ミシガン州カントンの全米イスラム教徒教育コミュニティ・センターのアル・カズウィーニー師 ほとんどの場合、薬物依存は疾患ではなく罪とみなされるという(ELI CAHAN)

「薬物使用はタブーです……我が子が人生を無駄にし、神から遠ざかったと思いたがる親はいません」とカズウィーニー師。「病としてではなく――罪として対処されます」。

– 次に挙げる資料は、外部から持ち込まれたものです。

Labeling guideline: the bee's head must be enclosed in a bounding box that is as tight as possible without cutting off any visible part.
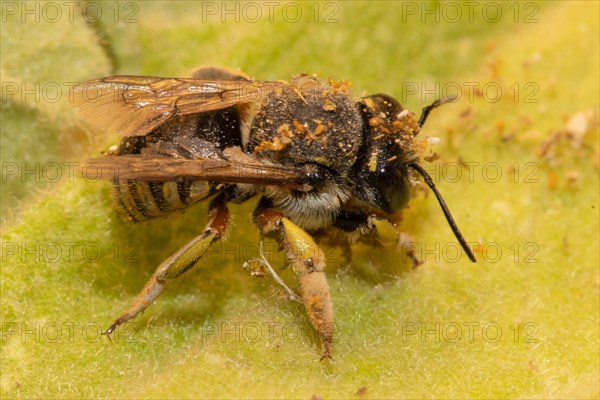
[356,94,475,262]
[358,94,420,212]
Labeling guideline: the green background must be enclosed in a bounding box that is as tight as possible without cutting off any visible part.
[0,1,600,399]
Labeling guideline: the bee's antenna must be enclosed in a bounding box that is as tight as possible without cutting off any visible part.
[408,162,477,262]
[419,96,456,128]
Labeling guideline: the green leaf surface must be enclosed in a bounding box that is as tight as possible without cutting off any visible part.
[0,1,600,399]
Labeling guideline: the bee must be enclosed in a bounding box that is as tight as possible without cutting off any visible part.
[74,66,475,359]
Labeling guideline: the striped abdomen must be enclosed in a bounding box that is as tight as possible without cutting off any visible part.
[114,108,241,221]
[114,180,215,222]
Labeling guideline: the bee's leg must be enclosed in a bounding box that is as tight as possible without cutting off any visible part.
[367,216,421,268]
[104,196,230,336]
[254,201,334,359]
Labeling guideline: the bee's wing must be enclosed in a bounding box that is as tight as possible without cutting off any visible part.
[81,150,312,191]
[72,75,283,136]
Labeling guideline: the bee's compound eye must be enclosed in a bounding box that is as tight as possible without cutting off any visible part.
[377,170,410,212]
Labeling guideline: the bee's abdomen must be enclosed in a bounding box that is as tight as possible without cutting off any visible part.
[114,180,214,222]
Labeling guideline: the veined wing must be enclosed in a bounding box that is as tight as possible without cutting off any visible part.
[72,75,287,136]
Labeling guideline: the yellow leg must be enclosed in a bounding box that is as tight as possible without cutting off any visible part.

公衆衛生という点でいうと、こうした偏見が原因で報告件数も少なくなる傾向にあるとアバジード氏は言う。

ディアボーンで薬物依存症の投薬治療を行うシェバク氏に言わせれば、オピオイド問題は精神疾患の危機の副産物だ。シェバク氏によれば、薬物使用の大元はは差別や監視によるストレスからの現実逃避だという。

「どこにも逃げ場がなくなった時……そこから薬物の使用が始まります」と同氏は言う。

「ハイになればこの上ない至福に包まれ、感覚が麻痺し、至福、平穏、静寂が訪れる」と同氏は言い、「悩み事はすべて、ものの数分で消えてしまいます」。

ディアボーンの多くの住民同様、サード一家もこうした苦しみとは無縁ではない。

ジェイコブ・サードさんは2022年3月、過剰摂取により28歳でこの世を去った弟フセインさんの葬式で弔辞を読んだ。「予想もしていなかった災難に襲われました。オピオイドの蔓延で、この国はあまりにも長い間ボロボロの状態です」とサードさんは言う。

「知人にも薬物中毒と戦っている人が何人かいます」とサードさんは続け、「弟を最後に、こうした戦いの最後の犠牲者がいなくなってほしい」と付け加えた。